Материнство – закон вселенной. Коренная обязанность человека – быть матерью. Мы трудимся ради детей. Мать работает ради них в доме, отец – в общественных учреждениях и на всевозможных поприщах. Нация трудится ради будущих поколений, хотя и эти поколения рано или поздно должны отойти к праотцам, потому что нет существ, живущих вечно. В самом деле, зачем мы заботимся о будущем? Зачем люди поливают землю своим потом и своей кровью? Зачем бедный Джек-простофиля лелеет в своем тяжелом, неповоротливом мозгу сумасбродные мечты о свободе, равенстве и братстве и для осуществления этих мечтаний дает себя вести на убой? Зачем наш земледелец покидает теплый домашний очаг, чтобы положить свои кости на чужих полях? Какая ему, этой человеческой песчинке, надобность, что Россия угрожает захватить Восток, что Германия может объединиться, что английский флаг готовится развеваться над новыми странами? Все это делается исключительно ради будущих поколений, чтобы хоть им жилось лучше, чтобы хоть им дышалось легче. Патриотизм! Что это как не материнский инстинкт народа?

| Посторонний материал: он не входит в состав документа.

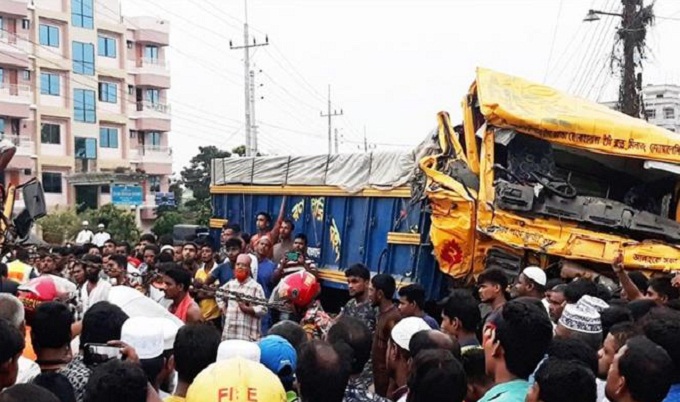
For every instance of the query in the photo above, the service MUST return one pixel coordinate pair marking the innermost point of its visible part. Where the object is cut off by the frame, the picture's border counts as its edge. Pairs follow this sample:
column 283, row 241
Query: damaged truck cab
column 535, row 176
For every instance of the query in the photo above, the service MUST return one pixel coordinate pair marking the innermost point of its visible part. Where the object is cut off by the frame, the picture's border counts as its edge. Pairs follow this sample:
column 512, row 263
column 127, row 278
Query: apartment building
column 83, row 96
column 662, row 105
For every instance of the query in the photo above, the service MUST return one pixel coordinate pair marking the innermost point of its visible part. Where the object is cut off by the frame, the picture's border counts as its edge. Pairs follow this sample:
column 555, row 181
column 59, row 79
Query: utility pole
column 330, row 115
column 629, row 100
column 251, row 129
column 635, row 18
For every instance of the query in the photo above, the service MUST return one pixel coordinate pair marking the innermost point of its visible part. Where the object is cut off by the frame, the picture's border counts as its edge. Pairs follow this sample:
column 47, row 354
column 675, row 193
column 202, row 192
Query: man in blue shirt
column 224, row 272
column 515, row 339
column 412, row 302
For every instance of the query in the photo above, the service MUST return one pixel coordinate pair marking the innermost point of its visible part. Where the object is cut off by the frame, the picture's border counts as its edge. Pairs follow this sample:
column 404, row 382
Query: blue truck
column 353, row 209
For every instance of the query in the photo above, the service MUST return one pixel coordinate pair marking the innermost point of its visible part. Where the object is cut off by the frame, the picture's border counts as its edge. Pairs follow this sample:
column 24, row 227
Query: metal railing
column 154, row 62
column 21, row 90
column 156, row 107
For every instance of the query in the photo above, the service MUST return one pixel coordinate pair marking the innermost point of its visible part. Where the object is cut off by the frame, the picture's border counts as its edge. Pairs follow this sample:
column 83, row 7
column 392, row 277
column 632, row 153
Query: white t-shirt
column 100, row 238
column 84, row 236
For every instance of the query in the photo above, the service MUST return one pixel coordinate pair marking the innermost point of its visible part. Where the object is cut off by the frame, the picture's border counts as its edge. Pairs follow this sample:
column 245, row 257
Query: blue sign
column 128, row 195
column 165, row 199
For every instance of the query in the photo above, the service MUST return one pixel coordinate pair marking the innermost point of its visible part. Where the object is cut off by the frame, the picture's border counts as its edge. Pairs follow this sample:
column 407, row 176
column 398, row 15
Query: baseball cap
column 145, row 338
column 236, row 380
column 276, row 353
column 232, row 348
column 536, row 274
column 404, row 330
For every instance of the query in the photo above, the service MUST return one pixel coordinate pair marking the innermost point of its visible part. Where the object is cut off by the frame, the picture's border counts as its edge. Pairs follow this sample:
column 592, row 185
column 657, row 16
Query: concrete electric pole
column 251, row 128
column 330, row 115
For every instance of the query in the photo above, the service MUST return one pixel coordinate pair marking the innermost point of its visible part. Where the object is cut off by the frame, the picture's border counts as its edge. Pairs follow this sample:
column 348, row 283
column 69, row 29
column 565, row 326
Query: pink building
column 83, row 95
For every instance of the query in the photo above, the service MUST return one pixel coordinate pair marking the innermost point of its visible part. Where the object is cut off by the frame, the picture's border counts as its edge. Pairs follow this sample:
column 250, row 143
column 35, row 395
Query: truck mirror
column 22, row 225
column 34, row 199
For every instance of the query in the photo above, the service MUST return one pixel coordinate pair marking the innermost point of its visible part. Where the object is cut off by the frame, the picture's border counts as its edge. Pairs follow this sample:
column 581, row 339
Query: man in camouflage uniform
column 359, row 307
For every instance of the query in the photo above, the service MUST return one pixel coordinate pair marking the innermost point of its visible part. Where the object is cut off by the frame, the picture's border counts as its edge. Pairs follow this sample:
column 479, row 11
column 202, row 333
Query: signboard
column 165, row 199
column 127, row 195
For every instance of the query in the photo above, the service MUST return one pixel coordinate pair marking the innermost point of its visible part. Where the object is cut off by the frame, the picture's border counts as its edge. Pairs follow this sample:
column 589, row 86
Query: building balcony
column 150, row 30
column 152, row 77
column 16, row 8
column 15, row 100
column 150, row 116
column 13, row 50
column 25, row 153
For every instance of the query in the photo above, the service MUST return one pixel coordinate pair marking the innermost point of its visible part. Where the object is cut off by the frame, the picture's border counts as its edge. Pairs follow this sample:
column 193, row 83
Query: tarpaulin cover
column 511, row 102
column 351, row 172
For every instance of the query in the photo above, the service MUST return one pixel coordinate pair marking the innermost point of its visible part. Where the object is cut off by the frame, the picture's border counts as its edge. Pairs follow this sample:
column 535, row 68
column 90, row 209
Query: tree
column 120, row 223
column 196, row 176
column 59, row 225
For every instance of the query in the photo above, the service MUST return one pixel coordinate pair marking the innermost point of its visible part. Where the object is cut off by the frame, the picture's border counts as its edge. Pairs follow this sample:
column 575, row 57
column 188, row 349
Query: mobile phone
column 292, row 255
column 98, row 353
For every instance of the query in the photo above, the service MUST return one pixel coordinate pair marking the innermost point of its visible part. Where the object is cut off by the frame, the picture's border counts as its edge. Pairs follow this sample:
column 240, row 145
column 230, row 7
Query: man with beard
column 358, row 279
column 177, row 282
column 263, row 223
column 285, row 243
column 207, row 303
column 95, row 289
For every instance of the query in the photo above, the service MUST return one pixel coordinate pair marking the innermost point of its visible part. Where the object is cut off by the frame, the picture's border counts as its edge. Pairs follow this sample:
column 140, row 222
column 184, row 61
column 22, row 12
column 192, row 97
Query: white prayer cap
column 146, row 339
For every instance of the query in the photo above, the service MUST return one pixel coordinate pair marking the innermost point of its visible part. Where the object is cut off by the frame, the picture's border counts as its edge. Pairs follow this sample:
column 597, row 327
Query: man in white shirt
column 85, row 235
column 101, row 237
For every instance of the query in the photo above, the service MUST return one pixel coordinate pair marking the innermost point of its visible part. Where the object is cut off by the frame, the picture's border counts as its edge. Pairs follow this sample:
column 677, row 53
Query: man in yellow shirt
column 207, row 303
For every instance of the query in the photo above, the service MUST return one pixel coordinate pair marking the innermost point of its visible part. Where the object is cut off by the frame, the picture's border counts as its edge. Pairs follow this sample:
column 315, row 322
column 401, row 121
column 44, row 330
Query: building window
column 85, row 148
column 51, row 182
column 50, row 84
column 84, row 106
column 153, row 96
column 153, row 139
column 154, row 184
column 83, row 58
column 668, row 113
column 50, row 134
column 108, row 92
column 81, row 13
column 49, row 35
column 151, row 52
column 108, row 137
column 106, row 47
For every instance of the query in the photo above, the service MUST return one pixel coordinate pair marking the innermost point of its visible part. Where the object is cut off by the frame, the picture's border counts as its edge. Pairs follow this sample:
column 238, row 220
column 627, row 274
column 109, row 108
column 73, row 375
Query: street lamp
column 594, row 15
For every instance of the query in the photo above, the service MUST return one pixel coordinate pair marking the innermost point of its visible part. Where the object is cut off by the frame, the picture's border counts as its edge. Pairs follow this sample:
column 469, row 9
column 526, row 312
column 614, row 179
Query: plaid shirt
column 237, row 324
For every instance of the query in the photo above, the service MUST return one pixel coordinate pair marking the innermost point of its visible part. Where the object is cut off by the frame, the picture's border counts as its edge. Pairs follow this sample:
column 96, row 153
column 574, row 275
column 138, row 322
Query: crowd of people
column 161, row 320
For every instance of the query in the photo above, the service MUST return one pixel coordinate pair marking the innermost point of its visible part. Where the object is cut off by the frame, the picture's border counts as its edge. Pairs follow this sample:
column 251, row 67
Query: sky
column 392, row 65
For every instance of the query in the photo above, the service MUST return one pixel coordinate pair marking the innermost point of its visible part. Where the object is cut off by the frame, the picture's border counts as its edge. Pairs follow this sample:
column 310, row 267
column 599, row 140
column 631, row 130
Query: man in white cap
column 581, row 321
column 85, row 235
column 146, row 336
column 398, row 354
column 101, row 237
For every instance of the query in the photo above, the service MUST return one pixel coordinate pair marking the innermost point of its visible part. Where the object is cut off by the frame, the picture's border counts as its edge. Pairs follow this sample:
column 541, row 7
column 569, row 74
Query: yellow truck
column 534, row 175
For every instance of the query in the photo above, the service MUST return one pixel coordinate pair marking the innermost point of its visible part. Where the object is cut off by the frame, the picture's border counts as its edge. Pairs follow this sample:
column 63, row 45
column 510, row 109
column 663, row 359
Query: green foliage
column 196, row 176
column 120, row 223
column 166, row 221
column 59, row 225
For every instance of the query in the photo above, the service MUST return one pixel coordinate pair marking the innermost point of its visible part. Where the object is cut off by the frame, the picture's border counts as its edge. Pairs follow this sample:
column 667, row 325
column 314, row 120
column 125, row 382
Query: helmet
column 299, row 288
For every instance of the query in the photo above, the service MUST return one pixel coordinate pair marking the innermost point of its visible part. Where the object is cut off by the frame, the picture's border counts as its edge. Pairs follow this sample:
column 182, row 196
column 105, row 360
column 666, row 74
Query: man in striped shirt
column 241, row 318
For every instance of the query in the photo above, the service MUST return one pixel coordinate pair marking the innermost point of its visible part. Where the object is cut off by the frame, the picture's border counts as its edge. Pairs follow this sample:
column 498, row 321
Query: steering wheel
column 555, row 186
column 513, row 178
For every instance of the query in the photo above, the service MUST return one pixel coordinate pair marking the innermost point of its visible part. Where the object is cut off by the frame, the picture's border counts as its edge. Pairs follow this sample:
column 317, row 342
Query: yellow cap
column 236, row 380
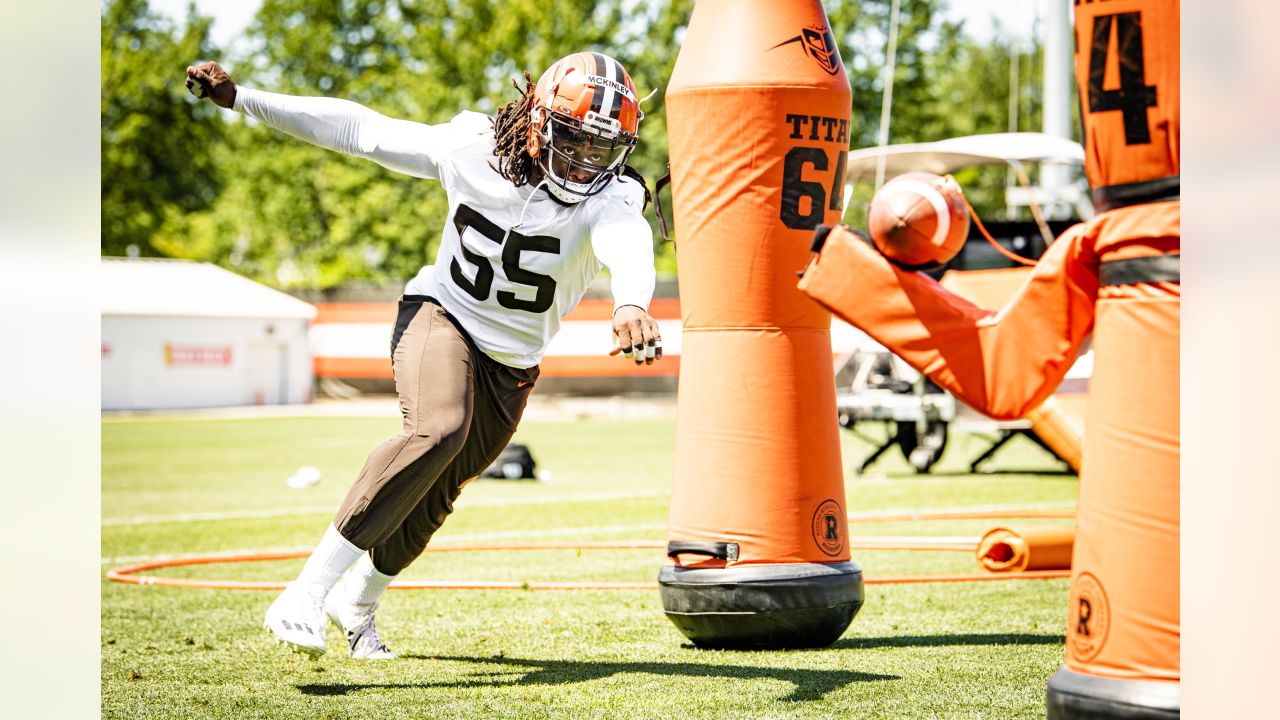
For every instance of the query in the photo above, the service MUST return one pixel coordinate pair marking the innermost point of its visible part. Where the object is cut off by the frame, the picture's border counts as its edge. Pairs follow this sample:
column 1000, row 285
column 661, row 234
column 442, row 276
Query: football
column 919, row 219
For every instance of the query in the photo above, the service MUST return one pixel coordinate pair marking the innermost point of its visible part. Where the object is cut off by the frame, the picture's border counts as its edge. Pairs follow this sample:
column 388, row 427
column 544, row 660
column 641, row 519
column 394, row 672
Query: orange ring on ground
column 128, row 573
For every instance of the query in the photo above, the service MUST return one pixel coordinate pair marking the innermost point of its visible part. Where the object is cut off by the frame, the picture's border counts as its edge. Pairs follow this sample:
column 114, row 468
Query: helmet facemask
column 580, row 158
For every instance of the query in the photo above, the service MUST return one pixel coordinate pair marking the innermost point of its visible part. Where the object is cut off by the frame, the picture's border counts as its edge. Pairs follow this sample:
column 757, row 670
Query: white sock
column 328, row 561
column 365, row 584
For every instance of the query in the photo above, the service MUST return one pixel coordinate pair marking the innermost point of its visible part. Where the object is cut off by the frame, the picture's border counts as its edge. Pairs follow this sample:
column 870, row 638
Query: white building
column 178, row 333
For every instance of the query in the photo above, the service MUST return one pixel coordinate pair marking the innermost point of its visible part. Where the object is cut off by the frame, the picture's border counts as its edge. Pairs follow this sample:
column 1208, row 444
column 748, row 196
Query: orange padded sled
column 758, row 127
column 1118, row 274
column 1020, row 548
column 1057, row 424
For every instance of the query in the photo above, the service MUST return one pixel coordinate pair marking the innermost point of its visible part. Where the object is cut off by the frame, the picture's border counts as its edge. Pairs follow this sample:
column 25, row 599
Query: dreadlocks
column 511, row 142
column 511, row 137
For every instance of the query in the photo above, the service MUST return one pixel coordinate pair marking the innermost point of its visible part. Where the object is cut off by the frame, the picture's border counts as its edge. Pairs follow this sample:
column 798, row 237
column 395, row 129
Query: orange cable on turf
column 129, row 573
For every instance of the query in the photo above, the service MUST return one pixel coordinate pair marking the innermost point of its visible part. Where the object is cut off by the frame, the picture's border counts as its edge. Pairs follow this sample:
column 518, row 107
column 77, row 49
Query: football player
column 540, row 200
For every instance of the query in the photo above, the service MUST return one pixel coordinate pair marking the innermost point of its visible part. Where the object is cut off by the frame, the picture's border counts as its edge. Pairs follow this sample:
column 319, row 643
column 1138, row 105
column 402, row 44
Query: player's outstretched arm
column 332, row 123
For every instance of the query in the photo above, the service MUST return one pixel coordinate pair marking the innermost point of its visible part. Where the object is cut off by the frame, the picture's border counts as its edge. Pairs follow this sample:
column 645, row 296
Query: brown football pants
column 460, row 410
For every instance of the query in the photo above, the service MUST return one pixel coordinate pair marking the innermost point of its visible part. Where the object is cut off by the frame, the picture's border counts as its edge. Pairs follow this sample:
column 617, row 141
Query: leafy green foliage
column 159, row 151
column 293, row 215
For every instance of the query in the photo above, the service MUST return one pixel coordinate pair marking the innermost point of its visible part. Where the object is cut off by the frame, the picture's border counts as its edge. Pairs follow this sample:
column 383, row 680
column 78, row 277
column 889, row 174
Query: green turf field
column 174, row 487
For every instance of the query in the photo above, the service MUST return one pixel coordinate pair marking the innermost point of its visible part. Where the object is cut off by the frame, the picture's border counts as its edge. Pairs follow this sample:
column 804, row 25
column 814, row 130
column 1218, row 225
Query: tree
column 293, row 215
column 158, row 150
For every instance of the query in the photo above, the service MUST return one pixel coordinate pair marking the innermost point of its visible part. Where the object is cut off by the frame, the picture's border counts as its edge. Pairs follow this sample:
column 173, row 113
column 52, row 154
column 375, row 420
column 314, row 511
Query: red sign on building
column 197, row 355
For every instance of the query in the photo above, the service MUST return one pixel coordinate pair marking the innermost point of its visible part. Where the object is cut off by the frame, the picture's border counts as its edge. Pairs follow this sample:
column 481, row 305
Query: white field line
column 318, row 509
column 442, row 542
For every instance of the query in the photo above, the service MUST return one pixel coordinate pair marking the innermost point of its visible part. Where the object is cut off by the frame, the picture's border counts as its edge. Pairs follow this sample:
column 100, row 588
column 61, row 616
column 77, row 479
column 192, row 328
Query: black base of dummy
column 763, row 607
column 1075, row 696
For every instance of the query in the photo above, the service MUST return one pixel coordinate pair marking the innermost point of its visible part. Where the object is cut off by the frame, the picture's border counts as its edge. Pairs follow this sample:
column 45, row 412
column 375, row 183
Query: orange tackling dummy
column 1118, row 277
column 758, row 124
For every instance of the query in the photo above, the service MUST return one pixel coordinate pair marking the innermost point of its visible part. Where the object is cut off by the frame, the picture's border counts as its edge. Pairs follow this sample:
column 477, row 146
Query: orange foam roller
column 1019, row 548
column 758, row 113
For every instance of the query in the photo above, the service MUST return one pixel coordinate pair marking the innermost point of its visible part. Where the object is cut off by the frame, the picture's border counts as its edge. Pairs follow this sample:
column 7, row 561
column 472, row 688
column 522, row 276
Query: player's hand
column 636, row 335
column 211, row 81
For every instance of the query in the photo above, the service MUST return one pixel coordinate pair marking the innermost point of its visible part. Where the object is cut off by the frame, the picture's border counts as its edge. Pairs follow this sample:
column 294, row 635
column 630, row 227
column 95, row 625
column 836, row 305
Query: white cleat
column 357, row 624
column 297, row 619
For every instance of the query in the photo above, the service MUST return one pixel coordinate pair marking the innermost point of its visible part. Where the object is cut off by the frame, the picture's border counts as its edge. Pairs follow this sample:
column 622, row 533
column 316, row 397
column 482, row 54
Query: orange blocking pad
column 1116, row 277
column 1014, row 550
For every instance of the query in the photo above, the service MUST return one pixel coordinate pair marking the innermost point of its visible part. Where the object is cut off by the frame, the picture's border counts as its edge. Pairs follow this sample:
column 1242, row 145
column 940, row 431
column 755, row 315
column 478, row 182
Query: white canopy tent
column 191, row 335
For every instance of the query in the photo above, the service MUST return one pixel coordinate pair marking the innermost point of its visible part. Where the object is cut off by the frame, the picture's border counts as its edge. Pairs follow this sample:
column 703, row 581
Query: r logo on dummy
column 1091, row 616
column 827, row 532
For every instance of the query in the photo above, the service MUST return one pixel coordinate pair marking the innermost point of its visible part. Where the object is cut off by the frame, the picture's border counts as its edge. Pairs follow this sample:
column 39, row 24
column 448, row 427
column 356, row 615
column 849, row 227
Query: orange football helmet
column 584, row 124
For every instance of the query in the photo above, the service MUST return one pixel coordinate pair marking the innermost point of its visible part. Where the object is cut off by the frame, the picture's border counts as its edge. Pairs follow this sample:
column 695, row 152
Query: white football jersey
column 512, row 260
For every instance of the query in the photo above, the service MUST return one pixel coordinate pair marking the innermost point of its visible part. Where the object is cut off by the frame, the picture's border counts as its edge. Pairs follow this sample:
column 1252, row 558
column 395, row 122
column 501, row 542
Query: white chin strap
column 563, row 195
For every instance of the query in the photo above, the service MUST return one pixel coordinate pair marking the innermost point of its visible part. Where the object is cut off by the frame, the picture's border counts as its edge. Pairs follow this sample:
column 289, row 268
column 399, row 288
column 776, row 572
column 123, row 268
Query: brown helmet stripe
column 597, row 91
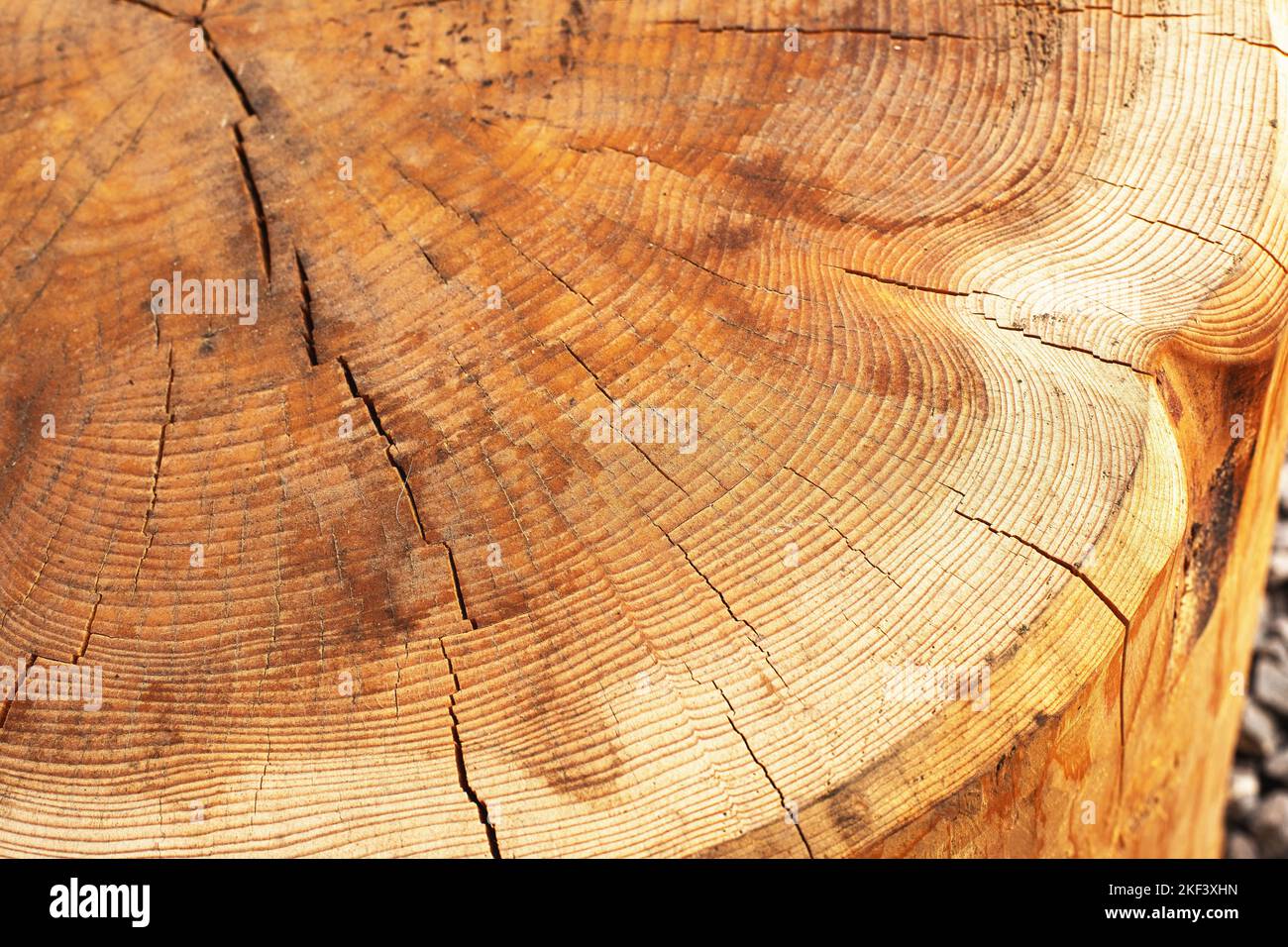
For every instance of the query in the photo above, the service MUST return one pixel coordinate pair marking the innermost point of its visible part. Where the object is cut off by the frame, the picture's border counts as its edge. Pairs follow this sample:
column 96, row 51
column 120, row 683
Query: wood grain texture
column 1035, row 254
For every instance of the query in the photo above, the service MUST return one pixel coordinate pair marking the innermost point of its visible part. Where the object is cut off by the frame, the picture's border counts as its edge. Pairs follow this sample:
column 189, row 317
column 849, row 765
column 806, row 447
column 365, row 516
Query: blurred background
column 1256, row 814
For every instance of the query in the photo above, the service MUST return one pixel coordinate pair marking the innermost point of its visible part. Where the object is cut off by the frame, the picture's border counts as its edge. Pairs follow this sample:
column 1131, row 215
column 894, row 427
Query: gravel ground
column 1256, row 814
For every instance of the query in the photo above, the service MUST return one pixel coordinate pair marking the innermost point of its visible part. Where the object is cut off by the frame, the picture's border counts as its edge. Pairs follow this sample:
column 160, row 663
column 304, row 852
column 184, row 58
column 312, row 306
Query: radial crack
column 1056, row 560
column 257, row 202
column 307, row 309
column 156, row 470
column 389, row 444
column 782, row 799
column 462, row 775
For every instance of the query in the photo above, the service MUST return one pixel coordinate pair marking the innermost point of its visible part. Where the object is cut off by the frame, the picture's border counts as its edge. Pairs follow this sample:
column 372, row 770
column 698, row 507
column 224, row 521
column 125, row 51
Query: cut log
column 635, row 429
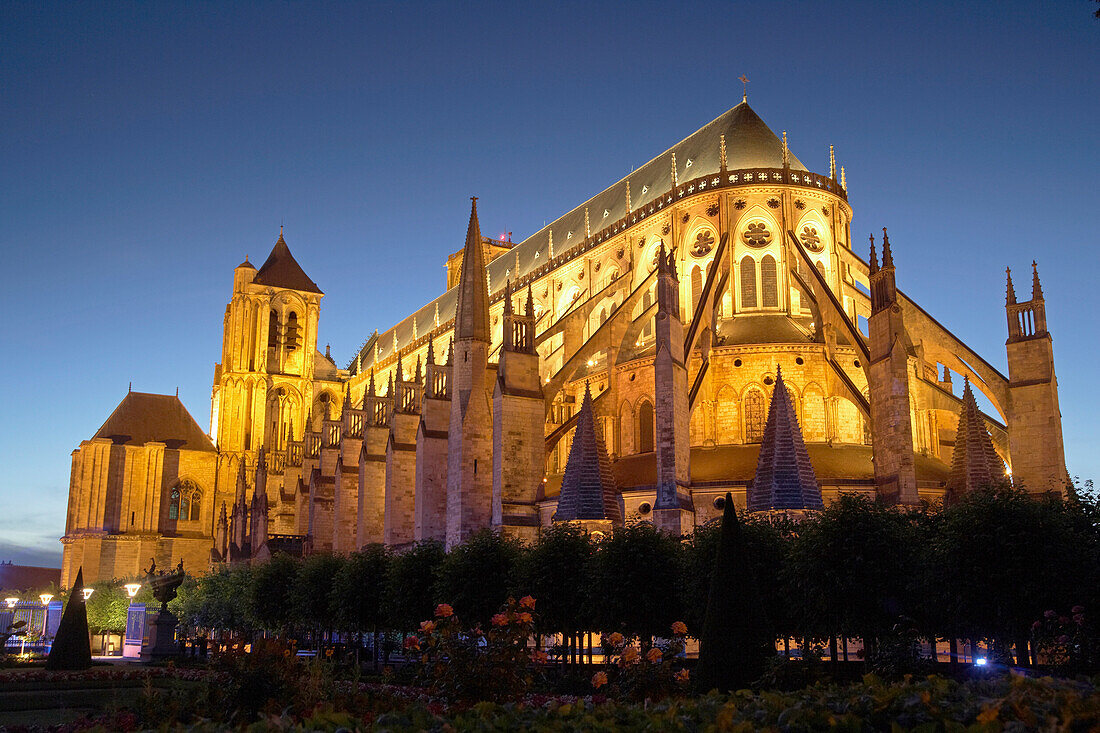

Представим себе, что Небу угодно будет издать такое постановление, чтобы с такого-то времени не родилось больше ни одного нового человеческого существа, и мир должен погибнуть, когда уйдет в землю последний представитель уже существующих поколений. Тогда на всей земле тотчас же прекратится всякая деятельность. Семена будут гнить в почве, корабли будут разваливаться в гаванях. Неужели кто-нибудь из нас будет продолжать рисовать картины, писать книги или творить музыкальные звуки? Какими глазами будут смотреть друг на друга супруги? Что станется с любящими парочками, когда они узнают, что отныне их любовь будет не чем иным, как запруженным источником?